An anonymous director reports

BIOAMBER INC. ANNOUNCES REGISTERED DIRECT OFFERING; TERMINATION OF UNDERWRITING AGREEMENT FOR PREVIOUSLY-ANNOUNCED PUBLIC OFFERING

BioAmber Inc. has entered into definitive agreements with certain institutional investors to purchase an aggregate of 46.67 million Series A units (or equivalent Series B units), with each Series A unit consisting of one share of common stock, one Series A warrant to purchase one share of common stock and one Series B warrant to purchase one share of common stock, and each Series B unit consisting of one prefinanced warrant to purchase one share of common stock, one Series A warrant to purchase one share of common stock, one Series B warrant to purchase one share of common stock and one Series C warrant to purchase shares of common stock (subject to adjustment), at a price to the purchasers of 15 U.S. cents per Series A unit and 14.9 U.S. cents per Series B unit.

The Series A warrants have an exercise price of 15 U.S. cents and a term of six months, exercisable upon the date of issuance. The Series B warrants have an exercise price of 15 U.S. cents and a term of five years, exercisable upon the date of issuance. The prefinanced warrants have an exercise price of 15 U.S. cents per share, which will be prepaid upon issuance, except for a nominal exercise price of 0.1 U.S. cent per share and, consequently, no additional payment or other consideration (other than the nominal exercise price of 0.1 U.S. cent per share) will be required to be delivered to the company by the holder upon exercise of the prefinanced warrants. The Series C warrants have a nominal exercise price of 0.001 U.S. cent per share and, consequently, no additional payment or other consideration (other than the nominal exercise price of 0.001 U.S. cent per share) will be required to be delivered to the company by the holder upon exercise of the Series C warrants. The prefinanced warrants and the Series C warrants will be exercisable upon the date of issuance until exercised in full.
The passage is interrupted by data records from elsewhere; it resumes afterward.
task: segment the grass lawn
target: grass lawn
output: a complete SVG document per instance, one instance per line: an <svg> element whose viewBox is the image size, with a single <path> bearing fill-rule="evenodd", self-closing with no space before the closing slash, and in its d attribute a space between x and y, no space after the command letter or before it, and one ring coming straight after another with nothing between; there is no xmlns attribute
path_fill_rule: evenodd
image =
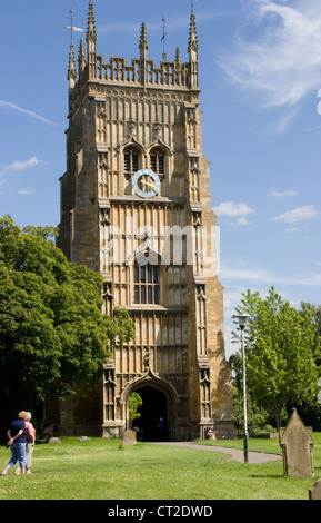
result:
<svg viewBox="0 0 321 523"><path fill-rule="evenodd" d="M321 477L321 434L314 433L314 478L283 477L282 460L237 463L219 452L119 440L66 437L38 443L32 475L0 476L0 500L309 500ZM242 448L242 441L202 442ZM250 440L250 451L281 453L278 440ZM0 446L0 467L10 451Z"/></svg>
The shares of common stock and the warrants will be immediately separable and will be issued separately.

The number of shares underlying the Series C warrants is initially zero, but may be increased at the end of the fifth trading day following the public announcement of this offering (or such earlier trading day on which 90 per cent of the company's daily volume weighted average price of the company's common stock on the company's trading market on such date is equal to or less than five cents), to an amount equal to the difference between subscription amount of each purchaser of the Series A or B units divided by the lesser of (a) the original per-unit purchase price of the Series A or B units and (b) the greater of (i) 90 per cent of the lowest daily volume weighted average price of the company's common stock on the company's trading market during the five trading days including and immediately prior to such date and (ii) five cents, and (2) the sum of the number of shares of common stock and prefinanced warrants, if any, issued to the purchaser at the closing of this offering.
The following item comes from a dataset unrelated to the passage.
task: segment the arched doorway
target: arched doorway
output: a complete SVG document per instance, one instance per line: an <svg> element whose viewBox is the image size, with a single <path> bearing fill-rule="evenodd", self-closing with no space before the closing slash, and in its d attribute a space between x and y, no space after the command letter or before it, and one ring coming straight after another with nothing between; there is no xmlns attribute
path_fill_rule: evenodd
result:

The per-share exercise prices of the Series A warrants and the Series B warrants may be decreased (but not increased) at the end of the fifth trading day following the public announcement of this offering, to an amount equal to the lesser of (a) the then exercise price, as adjusted, and (b) the greater of (i) 90 per cent of the lowest daily volume weighted average price of the company's common stock on the company's trading market during the five trading days including and immediately prior to such date and (ii) five cents, and the number of shares issuable under the Series A warrants and Series B warrants will be increased such that the aggregate exercise price payable thereunder, after taking into account the adjusted exercise price, will be equal to the aggregate exercise price prior to the trigger date.

In addition, if at any time while any of the warrants are still outstanding, the company issues common stock or any type of securities giving the holders thereof the right to purchase common stock at a price below the purchase price (as adjusted) of the prefinanced warrants or the exercise price of the Series A warrants and the Series B warrants, the purchasers will have full-ratchet anti-dilution protection on any outstanding prefinanced warrants (via an increase in the number of shares of common stock underlying the prefinanced warrants) and the Series A warrants and Series B warrants (via a decrease in the exercise price per share thereof), subject to a five-cent floor.

The aggregate gross proceeds to the company (assuming no exercise of the warrants) are approximately $7.0-million (U.S.), before deducting placement agent fees and estimated offering expenses.

H.C. Wainwright & Co. is acting as the exclusive placement agent in connection with this offering.

The closing of the offering is subject to customary closing conditions, and the quotation of the company's common stock on a United States trading market, including the OTCBB, the OTCQB or the Pink Sheets. The closing of the offering is expected to occur two trading days following the quotation of the company's common stock on one or more of such trading markets. The company intends to use the net proceeds of the offering for working capital and general corporate purposes.

The company also announced that the underwriting agreement for its underwritten public offering that priced on Feb. 6, 2018, has been terminated by the company's underwriter for this offering, due to the suspension and potential delisting of the company's common stock from the New York Stock Exchange. As a result of the termination of the underwriting agreement, no shares of common stock or warrants to purchase common stock will be issued in the underwritten public offering.

About BioAmber Inc.

BioAmber is a renewable materials company. Its innovative technology platform combines biotechnology and catalysis to convert renewable feedstock into building block materials that are used in a wide variety of everyday products including plastics, paints, textiles, food additives and personal care products.

We seek Safe Harbor.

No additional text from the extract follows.